Thursday, January 21, 2010

Cities With The Fastest-Falling Home Prices

For our list of cities with the fastest-falling home prices, we used Altos Research's January market update, which looks at asking prices, inventory and days on the market single-family homes--but not condominiums--in 27 of the country's closely watched real estate markets. It uses homes for sale in each city's Metropolitan Statistical Area--a census-defined area that the federal government uses to collect statistics--for its data.

Miami is the only city of the 27 markets Altos tracks that saw asking prices rise over the last three months. Prices there were up 2% from October to a median price of $494,992. The reasons for this are mixed: While the numbers are somewhat promising, Miami's good fortune is also a reflection of just how long it took for the hard-hit Florida housing market to regain its footing. And even with the recent upturn, it's the city where homes sit on the market for the longest by far. Homes here stay for sale for a median of eight months. Not to mention Altos' analysis only reflects single-family homes--not condominiums, a section of the Miami's real estate market that has yet to stabilize.

Therefore, Miami's upswing should be taken skeptically, says Simonsen. "Miami lagged behind everything else, and so is only now starting to feel the impact of the stimulus."

But a decision on Jan. 7 by mortgage entities Fannie Mae ( FNM - news - people ) and Freddie Mac ( FRE - news - people ) to begin backing some Miami condominium loans that they previously hadn't touched might help rejuvenate sales.

Big Apple Trouble
Most markets have seen price drops of less than 3%, and that's true for New York City, where home prices have fallen by 2.3%, to a median of $638,082. But there may be trouble in store for the Big Apple, which peaked late and whose real estate market was more directly affected by the Wall Street implosion of late 2008. Its inventory of listed homes has increased by 4.2% since October. Phoenix is the only other market that saw inventory rates rise during a seasonally slow season in which it typically falls. Slimming down inventory is necessary to curb price declines.
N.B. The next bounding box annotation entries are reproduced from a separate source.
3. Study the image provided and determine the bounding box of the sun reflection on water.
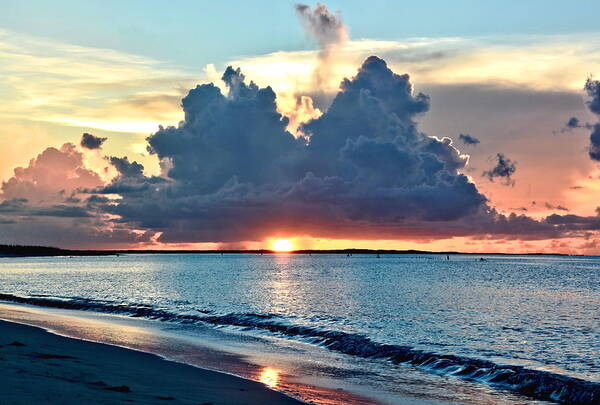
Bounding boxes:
[258,367,280,388]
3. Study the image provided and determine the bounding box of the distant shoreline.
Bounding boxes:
[0,245,585,257]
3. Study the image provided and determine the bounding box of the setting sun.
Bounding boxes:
[271,239,293,252]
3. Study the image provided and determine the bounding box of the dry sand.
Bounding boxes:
[0,321,302,405]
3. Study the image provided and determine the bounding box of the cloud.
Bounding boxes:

In New York, onerous real estate laws mean that foreclosures take roughly six months to complete, and post-foreclosure sales don't usually close for another four months after that. This has kept buyers away, and hamstrung real estate recovery in the area.

"In states with complex foreclosure laws, the recovery is clearly being delayed," says Simonsen. "For example, there are investment funds that will buy in Texas and California, but won't buy in New York because it takes so long to foreclose--and then you have to go to court."
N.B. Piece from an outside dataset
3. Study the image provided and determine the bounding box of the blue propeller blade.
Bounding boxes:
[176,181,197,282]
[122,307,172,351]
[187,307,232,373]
New York prices likely have much farther to fall.

Although the rate of decline has mellowed from stomach-turning to gentle nationwide, these numbers show that any jubilation over a recovered real estate market would be premature.
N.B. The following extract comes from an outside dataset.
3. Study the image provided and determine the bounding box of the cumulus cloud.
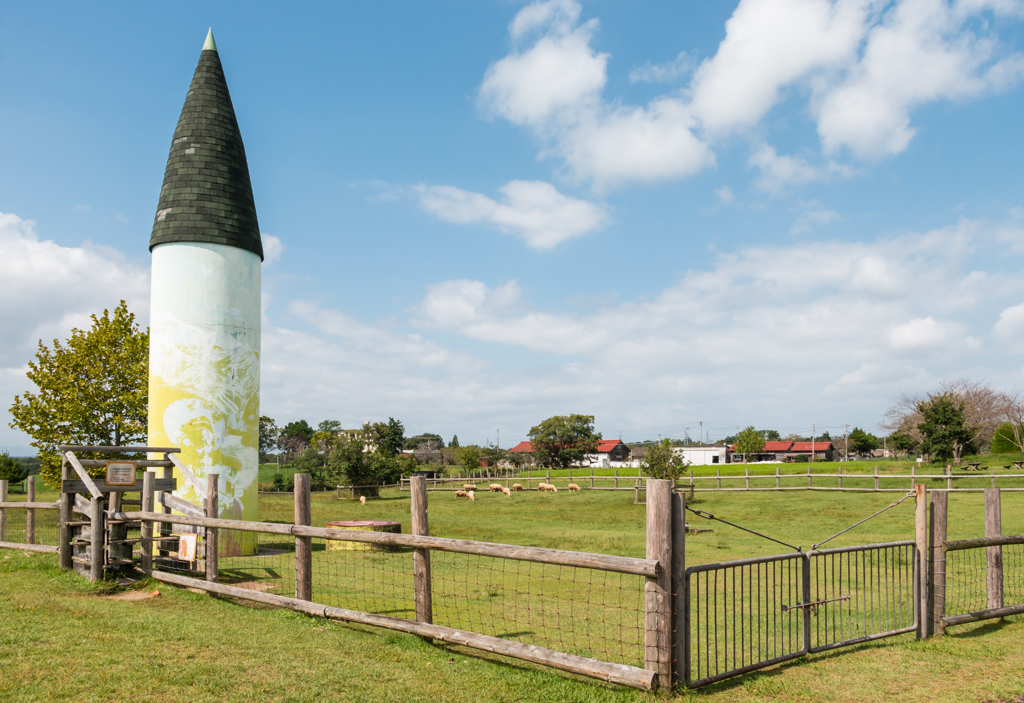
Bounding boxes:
[260,232,288,266]
[415,180,608,250]
[478,0,1024,192]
Charlotte, N.C., the city with third-greatest drop in asking prices (falling 4.4% to a median price of $248,543 in December), suffered from exuberant pricing early in the year. But the Wall Street collapse hit Charlotte hard, as it's a financial hub that is headquarters to Bank of America Corp. ( BAC - news - people ), among other major banking institutions. Now the area's housing market is suffering.

"In Charlotte, at the beginning of the year, new sellers thought they would get a nice premium, and they were pricing above the median price," says Scott Sambucci, vice president of data analytics at Altos Research. "They were reading all those articles about the national housing market saying, 'That's not happening here.' But there was a lag effect."